StagFlationStagFlation

Today’s trading was very unique. Nevermind oil’s (NYSEARCA:USO) third consecutive day of monster gains. That is the obvious anomaly that will be pointed out by everyone. In fact, oil has had its biggest 3 day gain since August 1990 when President George H.W. Bush invaded Iraq.

What was even more interesting though is that treasuries (NYSEARCA:TLT), equities (^GSPC) and the US Dollar (NYSEARCA:UUP) all traded down together. Stocks and bonds usually trade inversely as the latter is generally considered a safety trade when stocks are tanking. And on the rare occasions when they do trade down together, the dollar usually still climbs, as that is another alternative safety net when both stocks and bonds are down in the same day.
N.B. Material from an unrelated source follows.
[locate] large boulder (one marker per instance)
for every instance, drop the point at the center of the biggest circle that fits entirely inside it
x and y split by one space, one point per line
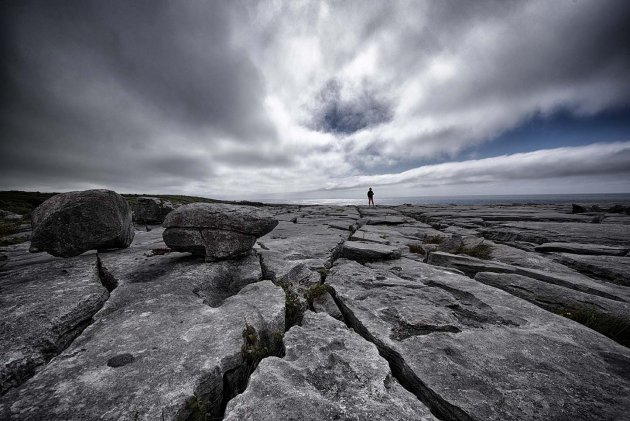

Very rarely are all three moving down together.

This could be a one-off thing, but if it continues, it is a signal of stagflation. Stagflation is when the entire Keynesian system of lowering interest rates in order to stimulate economic growth is flipped on its head. It is a combination of high inflation with recession, and it only happened once for any sustained period during the mid 1970’s, particularly during the oil embargo of 1973.

If the dollar, bonds, and stocks are headed down together while oil and commodities are moving up (the entire commodity complex moved up together with oil today) then this means that the dollar is losing purchasing power, interest rates are rising, the stock market is falling, and the cost of living is going up. Hence stagnation plus inflation, or stagflation.

In the current environment, it is generally considered a good thing and a sign of economic growth when the price of oil rises. It implies there is a higher demand for oil and hence a growing economy. But the other factor that can cause a rise in oil prices is simply a fall in the purchasing power of the dollar, or in other words a fall in the demand to hold cash as cash.

If the rise in commodity prices is being fueled by higher demand, then that would mean economic growth. But if it is only being fueled by a falling dollar, then it means stagflation.

One day of trading like this is no big deal. But if it continues, big trouble could be ahead.